What I love about stuffing, and specifically this stuffing, is that there is a little bit of something for everyone at the table. My uncle loves the chestnuts, my aunt loves the vegetables, the older sibling you never really wanted (yes, I’m talking about you Peter) can’t stop picking at the bacon – this is my “one dish” that everyone loves, that is always requested.
I started the recipe by removed the extra used in the dish and relied on bacon grease. Because pancetta was difficult to find, I sautéed the vegetables in the bacon grease. From that point forward, it’s just a matter of combining all the remaining ingredients until well combined and forming a delicious bowl of stuffing.

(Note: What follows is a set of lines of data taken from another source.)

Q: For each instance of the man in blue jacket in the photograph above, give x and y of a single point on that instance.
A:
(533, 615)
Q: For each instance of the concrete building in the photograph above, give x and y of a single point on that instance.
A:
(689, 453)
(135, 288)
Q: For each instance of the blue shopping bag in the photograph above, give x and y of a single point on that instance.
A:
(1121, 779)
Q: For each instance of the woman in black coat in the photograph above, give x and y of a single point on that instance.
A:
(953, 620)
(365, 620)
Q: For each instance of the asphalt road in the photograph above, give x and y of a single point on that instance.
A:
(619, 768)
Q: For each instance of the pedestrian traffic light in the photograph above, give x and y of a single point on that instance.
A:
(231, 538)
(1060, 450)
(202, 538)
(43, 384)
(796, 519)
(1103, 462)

I’m often asked why I don’t stuff my turkey instead of serving it on the side. To be quite honest, it started because my aunt was usually in charge of the turkey and I the remaining dishes. After carefully studying Alton Brown’s Thanksgiving menu, I’ve come to learn that the tasty turkey juices that seep into the thanksgiving stuffing can also seep into your stomach and make you vomit.

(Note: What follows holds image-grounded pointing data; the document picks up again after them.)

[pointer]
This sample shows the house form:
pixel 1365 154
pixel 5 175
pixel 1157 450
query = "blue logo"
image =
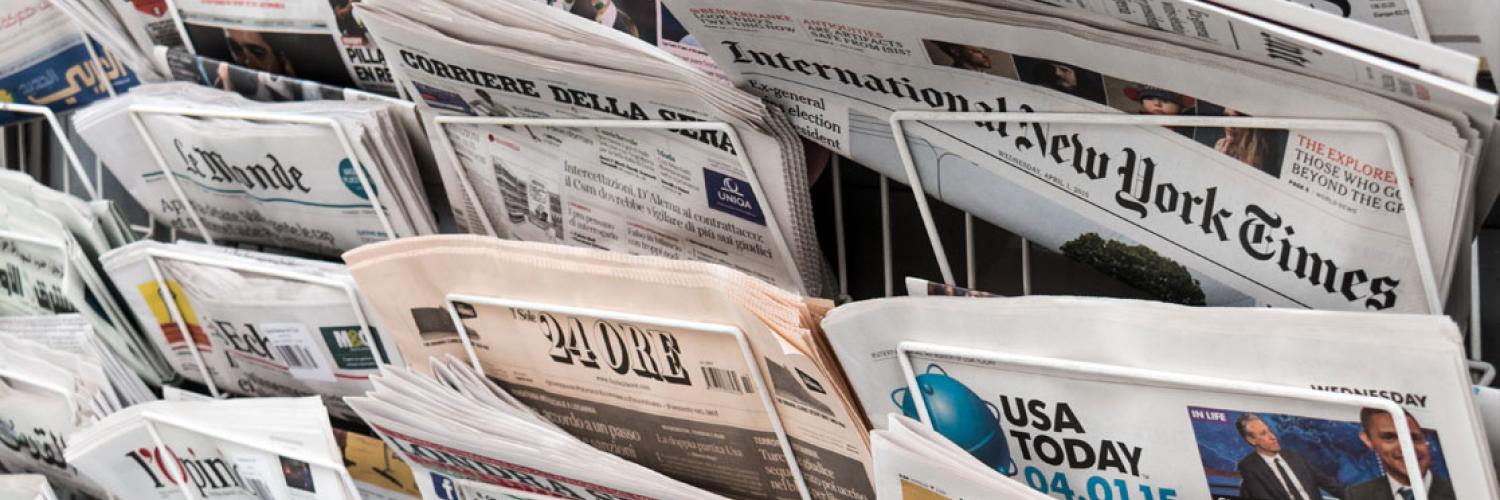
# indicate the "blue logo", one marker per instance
pixel 732 195
pixel 444 487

Although I emphasize that 161 F is indeed a safe temperature for roasting a turkey, in order for the stuffing to reach the 161, the remaining turkey has to reach high temperatures that would dry the breast and legs out – not good eats. On the other hand, while a meat thermometer might register the meat as cooked, the stuffing may be under the Alton Brown recommended 161 and filled with salmonella juices.
Another note that I have is the fact that this is indeed technically called “dressing” instead of stuffing. But lets be real, with a family that has an heavy asian influence like mine, calling this dressing might actually convince them that I’m serving bread, chestnuts, and bacon with a bowl full of ranch.

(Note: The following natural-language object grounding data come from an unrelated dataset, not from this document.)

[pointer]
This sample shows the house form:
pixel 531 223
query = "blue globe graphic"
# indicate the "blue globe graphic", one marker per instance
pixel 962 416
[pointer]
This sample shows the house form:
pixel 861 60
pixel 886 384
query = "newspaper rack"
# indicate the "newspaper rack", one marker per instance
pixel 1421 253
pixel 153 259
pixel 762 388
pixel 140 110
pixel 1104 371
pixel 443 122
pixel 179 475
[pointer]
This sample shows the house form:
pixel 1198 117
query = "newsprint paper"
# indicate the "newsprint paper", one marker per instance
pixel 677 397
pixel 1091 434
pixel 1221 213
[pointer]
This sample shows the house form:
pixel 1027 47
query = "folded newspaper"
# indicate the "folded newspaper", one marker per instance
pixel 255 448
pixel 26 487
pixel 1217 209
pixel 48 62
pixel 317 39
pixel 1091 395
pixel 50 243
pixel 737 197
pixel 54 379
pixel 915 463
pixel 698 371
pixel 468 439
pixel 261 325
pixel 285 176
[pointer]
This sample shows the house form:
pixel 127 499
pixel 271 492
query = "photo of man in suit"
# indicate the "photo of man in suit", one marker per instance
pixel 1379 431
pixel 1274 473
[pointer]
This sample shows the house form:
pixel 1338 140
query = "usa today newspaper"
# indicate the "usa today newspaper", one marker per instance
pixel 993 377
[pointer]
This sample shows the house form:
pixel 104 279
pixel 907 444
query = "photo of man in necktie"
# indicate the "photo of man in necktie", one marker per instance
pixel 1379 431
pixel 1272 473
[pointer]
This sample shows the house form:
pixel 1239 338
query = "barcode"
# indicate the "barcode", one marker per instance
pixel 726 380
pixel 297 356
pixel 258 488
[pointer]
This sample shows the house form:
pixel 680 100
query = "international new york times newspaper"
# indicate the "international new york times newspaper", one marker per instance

Ciabatta Stuffing with Chestnuts and Bacon
Adapted from Foodnetwork.com
- 8 ounces bacon, cut into1 inch pieces
- 2 large onions, finely chopped
- 2 carrots, peeled and finely chopped
- 3 celery stalks, finely chopped
- 2 tablespoons chopped fresh rosemary leaves
- 3 garlic cloves, chopped
- 2 (7.4-ounce) jars roasted peeled whole chestnuts, coarsely broken
- 1 pound day-old ciabatta bread, cut into 3/4-inch cubes
- 2/3 cup freshly grated Parmesan
- 1 cup (or more) canned low-salt chicken broth
- Salt and freshly ground black pepper
- 2 large eggs, beaten to blend
- Preheat oven to 350 degrees F. Spray a 13 by 9 dish with pam.
- Gently fry bacon until golden brown. Using a slotted spoon, transfer the pancetta to a large bowl. Add the onions, carrots, celery, rosemary, and garlic. Saute until the onions are very tender, about 12 minutes. Gently stir in the chestnuts. Transfer the onion mixture to the large bowl with the bacon. Add the bread and Parmesan and toss to coat.
- Add enough broth to the mixture to moisten. Season the stuffing, to taste, with salt and pepper. Mix in the eggs.
- Transfer the stuffing to the prepared dish. Cover with foil sprayed with pan, and bake until the stuffing is heated through, about 30 minutes. Uncover and continue baking until the top is crisp and golden, about 15 minutes longer.